Esta determinación reaccionaria para imponer la unidad del estado por encima de la libertad de los pueblos permanece intacta en nuestros días: el CNI, el Supremo, Robles, el Constitucional, el espionaje y etcétera son herederos directos de esta mentalidad, aunque pasada por una retórica más presentable y moderna. Y cuando es preciso, ni siquiera se diferencian en los métodos represivos. Por eso ni uno de ellos contempla ninguna otra opción ante el "secesionismo" que no sea la represora, porque la democrática no tiene cabida, aunque lo envuelvan bajo un artificio de presunto estado de derecho.

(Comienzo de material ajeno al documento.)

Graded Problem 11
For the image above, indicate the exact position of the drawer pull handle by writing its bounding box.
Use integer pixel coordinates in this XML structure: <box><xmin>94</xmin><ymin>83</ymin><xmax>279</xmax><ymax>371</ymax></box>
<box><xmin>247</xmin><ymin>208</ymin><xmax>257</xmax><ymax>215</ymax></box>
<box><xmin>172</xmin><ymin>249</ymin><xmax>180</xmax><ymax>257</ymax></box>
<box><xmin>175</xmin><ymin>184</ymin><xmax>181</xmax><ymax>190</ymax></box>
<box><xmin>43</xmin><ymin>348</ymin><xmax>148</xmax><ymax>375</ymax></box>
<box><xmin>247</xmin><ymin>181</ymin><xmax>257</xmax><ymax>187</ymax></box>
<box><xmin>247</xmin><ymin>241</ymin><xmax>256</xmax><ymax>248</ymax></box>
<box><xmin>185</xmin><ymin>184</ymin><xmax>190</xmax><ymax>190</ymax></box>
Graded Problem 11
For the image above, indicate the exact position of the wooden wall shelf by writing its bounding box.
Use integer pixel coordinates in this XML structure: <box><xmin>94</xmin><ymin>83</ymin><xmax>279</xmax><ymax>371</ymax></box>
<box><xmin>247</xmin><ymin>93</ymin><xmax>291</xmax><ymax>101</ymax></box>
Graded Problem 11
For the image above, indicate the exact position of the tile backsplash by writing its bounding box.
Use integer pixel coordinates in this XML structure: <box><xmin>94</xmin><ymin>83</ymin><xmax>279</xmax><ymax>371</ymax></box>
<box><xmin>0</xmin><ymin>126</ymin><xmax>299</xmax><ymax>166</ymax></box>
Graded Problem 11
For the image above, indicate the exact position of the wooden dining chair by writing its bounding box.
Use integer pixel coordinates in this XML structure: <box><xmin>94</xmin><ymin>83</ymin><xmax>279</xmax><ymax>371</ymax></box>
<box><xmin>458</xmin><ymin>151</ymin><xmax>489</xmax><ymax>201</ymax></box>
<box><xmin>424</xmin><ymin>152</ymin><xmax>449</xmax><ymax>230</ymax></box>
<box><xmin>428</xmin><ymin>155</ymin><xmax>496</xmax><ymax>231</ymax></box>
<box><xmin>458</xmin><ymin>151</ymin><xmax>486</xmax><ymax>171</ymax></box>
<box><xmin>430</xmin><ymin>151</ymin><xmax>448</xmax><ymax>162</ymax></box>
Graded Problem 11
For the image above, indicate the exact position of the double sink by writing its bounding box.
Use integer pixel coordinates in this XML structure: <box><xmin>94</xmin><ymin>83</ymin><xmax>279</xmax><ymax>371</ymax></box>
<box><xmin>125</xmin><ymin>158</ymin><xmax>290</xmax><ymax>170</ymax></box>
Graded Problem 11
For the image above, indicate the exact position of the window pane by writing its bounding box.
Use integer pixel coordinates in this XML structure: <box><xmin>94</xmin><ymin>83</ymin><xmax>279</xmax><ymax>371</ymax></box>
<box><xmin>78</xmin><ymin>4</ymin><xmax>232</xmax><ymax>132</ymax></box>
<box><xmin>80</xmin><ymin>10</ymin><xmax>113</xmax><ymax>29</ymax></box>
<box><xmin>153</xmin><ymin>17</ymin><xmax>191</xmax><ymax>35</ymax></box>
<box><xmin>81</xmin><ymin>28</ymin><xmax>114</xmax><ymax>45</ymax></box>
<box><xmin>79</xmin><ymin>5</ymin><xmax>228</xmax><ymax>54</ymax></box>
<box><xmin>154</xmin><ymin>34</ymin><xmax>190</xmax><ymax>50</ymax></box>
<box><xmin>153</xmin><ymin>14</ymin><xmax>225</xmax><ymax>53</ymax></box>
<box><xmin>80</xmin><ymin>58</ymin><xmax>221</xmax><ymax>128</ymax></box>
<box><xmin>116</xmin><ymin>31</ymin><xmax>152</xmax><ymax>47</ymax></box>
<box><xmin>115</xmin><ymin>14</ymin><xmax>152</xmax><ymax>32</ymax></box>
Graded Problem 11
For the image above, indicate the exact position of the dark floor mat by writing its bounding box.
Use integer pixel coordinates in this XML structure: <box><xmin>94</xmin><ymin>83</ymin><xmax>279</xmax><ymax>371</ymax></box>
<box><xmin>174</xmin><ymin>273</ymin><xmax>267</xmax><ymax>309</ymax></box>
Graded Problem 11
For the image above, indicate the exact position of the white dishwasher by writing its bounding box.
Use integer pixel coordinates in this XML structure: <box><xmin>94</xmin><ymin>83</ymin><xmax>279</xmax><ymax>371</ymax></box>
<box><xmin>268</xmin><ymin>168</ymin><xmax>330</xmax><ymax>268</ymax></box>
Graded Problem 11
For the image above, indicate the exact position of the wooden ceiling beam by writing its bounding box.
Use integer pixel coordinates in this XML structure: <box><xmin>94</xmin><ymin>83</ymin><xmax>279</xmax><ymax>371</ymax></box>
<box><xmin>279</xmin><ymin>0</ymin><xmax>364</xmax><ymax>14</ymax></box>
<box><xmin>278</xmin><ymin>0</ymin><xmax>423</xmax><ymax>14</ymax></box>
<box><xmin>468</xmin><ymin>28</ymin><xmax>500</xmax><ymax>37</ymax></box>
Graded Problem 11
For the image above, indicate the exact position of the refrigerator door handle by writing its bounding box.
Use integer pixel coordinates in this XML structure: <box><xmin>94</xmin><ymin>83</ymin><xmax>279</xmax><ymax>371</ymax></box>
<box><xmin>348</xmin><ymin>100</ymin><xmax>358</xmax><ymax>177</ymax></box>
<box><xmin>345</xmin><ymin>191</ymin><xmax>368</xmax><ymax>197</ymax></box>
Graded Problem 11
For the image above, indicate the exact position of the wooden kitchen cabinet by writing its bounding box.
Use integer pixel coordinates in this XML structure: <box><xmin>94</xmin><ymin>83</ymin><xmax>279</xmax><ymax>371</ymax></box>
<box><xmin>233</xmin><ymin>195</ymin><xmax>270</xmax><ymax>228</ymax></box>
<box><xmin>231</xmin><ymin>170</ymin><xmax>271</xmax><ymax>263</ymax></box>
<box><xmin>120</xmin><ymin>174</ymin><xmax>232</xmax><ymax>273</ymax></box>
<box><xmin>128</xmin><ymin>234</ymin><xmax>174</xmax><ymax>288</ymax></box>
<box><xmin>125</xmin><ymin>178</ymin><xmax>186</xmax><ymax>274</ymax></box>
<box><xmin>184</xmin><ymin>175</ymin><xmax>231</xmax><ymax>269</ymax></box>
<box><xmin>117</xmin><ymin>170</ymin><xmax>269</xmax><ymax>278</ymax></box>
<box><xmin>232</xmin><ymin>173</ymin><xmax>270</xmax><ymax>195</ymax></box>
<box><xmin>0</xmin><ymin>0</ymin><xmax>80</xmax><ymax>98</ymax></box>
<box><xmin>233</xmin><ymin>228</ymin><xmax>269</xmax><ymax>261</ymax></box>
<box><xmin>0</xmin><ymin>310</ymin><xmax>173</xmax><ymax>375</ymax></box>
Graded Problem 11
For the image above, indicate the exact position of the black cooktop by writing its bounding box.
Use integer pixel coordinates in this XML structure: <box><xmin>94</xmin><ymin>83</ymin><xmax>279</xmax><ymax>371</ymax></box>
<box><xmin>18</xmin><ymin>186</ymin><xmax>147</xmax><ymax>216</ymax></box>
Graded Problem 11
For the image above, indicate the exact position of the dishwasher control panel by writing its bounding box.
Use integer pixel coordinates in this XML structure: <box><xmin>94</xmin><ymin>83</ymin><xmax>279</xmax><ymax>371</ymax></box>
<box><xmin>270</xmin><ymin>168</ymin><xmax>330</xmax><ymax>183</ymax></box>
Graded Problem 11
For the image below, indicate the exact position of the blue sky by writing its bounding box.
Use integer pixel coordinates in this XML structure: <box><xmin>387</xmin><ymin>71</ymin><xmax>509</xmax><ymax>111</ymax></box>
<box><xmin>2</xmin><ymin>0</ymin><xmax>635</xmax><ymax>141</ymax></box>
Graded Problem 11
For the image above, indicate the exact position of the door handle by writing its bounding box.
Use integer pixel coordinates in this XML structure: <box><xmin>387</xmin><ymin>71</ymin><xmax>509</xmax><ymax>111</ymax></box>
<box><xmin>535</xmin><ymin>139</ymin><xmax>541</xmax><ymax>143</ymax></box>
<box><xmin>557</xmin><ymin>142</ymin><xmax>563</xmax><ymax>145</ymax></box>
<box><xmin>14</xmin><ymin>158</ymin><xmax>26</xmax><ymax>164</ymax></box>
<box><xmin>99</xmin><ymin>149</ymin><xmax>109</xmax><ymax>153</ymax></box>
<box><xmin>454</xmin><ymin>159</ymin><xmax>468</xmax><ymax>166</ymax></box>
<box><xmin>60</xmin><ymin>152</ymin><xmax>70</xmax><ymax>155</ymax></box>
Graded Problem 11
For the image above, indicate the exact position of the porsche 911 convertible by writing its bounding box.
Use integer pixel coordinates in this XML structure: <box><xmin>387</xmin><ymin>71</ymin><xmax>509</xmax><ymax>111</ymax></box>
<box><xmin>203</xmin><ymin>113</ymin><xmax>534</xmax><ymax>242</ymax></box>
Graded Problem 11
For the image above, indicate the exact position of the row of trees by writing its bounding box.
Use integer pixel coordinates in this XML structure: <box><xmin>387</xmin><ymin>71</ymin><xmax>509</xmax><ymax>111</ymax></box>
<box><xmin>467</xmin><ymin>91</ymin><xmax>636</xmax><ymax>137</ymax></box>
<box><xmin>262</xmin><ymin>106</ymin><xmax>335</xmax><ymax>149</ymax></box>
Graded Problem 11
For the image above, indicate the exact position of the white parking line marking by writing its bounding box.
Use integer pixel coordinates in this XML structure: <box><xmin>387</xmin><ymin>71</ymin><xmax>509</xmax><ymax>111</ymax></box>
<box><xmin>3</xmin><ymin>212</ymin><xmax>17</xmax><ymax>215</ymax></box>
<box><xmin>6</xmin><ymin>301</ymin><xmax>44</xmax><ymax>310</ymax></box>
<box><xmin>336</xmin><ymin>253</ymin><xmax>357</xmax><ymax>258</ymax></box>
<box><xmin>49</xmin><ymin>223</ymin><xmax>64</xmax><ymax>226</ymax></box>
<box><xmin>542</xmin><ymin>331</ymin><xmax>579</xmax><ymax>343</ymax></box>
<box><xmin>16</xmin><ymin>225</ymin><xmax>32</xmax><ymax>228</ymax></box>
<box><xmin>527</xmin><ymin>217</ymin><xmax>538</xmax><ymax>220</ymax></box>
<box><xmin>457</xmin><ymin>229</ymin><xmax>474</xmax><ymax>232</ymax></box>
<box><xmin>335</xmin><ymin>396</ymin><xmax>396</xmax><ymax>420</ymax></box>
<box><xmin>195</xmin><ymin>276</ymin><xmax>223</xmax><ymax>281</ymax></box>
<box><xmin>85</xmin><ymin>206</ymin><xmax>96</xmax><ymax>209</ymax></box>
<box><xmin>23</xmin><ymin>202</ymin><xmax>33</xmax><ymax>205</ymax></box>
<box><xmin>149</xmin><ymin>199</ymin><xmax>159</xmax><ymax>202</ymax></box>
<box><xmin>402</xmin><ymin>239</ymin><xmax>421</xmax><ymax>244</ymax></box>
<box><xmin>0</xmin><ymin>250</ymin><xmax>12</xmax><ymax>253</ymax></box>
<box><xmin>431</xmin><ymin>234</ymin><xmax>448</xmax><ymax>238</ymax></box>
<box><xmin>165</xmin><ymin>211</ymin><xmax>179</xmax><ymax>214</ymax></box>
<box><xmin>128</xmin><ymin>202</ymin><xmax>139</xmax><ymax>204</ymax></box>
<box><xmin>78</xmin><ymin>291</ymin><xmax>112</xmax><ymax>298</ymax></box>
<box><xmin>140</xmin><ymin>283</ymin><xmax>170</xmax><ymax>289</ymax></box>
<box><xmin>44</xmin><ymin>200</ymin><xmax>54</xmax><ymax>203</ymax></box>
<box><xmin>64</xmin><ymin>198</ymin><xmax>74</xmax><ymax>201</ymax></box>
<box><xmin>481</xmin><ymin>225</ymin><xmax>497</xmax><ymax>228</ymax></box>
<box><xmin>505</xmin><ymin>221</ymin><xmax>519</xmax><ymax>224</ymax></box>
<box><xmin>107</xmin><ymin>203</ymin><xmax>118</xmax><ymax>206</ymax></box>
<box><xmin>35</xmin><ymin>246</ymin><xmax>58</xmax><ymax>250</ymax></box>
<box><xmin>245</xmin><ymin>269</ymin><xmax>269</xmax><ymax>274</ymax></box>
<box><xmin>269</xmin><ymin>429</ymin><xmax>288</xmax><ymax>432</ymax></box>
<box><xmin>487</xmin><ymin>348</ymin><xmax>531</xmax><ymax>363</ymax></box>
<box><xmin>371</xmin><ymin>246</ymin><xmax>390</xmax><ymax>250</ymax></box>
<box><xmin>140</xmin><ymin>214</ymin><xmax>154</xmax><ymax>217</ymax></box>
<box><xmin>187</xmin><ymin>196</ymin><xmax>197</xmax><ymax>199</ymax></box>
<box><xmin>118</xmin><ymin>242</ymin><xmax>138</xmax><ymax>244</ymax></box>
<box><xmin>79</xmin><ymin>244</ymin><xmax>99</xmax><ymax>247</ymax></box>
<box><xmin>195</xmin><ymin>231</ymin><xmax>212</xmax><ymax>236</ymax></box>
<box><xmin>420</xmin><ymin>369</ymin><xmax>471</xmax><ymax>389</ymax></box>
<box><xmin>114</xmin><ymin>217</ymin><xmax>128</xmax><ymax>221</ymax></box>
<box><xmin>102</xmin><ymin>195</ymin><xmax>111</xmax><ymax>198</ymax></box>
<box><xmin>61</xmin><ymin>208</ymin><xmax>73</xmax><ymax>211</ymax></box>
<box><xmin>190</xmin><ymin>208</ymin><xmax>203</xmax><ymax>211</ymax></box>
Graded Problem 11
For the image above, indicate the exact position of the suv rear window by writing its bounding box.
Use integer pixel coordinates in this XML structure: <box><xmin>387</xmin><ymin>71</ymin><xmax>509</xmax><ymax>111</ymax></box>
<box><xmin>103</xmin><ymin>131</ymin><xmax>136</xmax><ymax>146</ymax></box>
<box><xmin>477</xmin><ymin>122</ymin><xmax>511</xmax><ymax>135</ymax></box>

Con esta realidad tozuda, perpetuada en la historia, hay dos conclusiones que el independentismo tiene que asumir, si no quiere vender épica de humo, y realmente quiere alcanzar sus objetivos: una, que España es irreformable, porque nace con el pecado original de una mentalidad de imposición que no se ha movido ni un milímetro en tres siglos; y dos, que cualquier voluntad de implementar la independencia, sólo puede pasar por la confrontación democrática con el Estado, aquello que tan a menudo se ha denominado la radicalidad democrática. Repetir estas evidencias puede parecer redundante después de haber protagonizado el Primero de Octubre, pero, dado que la memoria política es frágil, hay que recordar las evidencias una y otra vez. Nos han espiado porque estamos bajo sospecha. Nos han espiado porque España es suya. Nos han espiado porque consideran que Catalunya también es suya. Nos han espiado porque la democracia se puede violentar cuando se trata de defender la unidad. Y nos han espiado porque no conciben otra manera de tratarnos. Imaginar cualquier otra cosa desde el independentismo sólo puede venir o de una ingenuidad suprema, o de la aceptación de la derrota.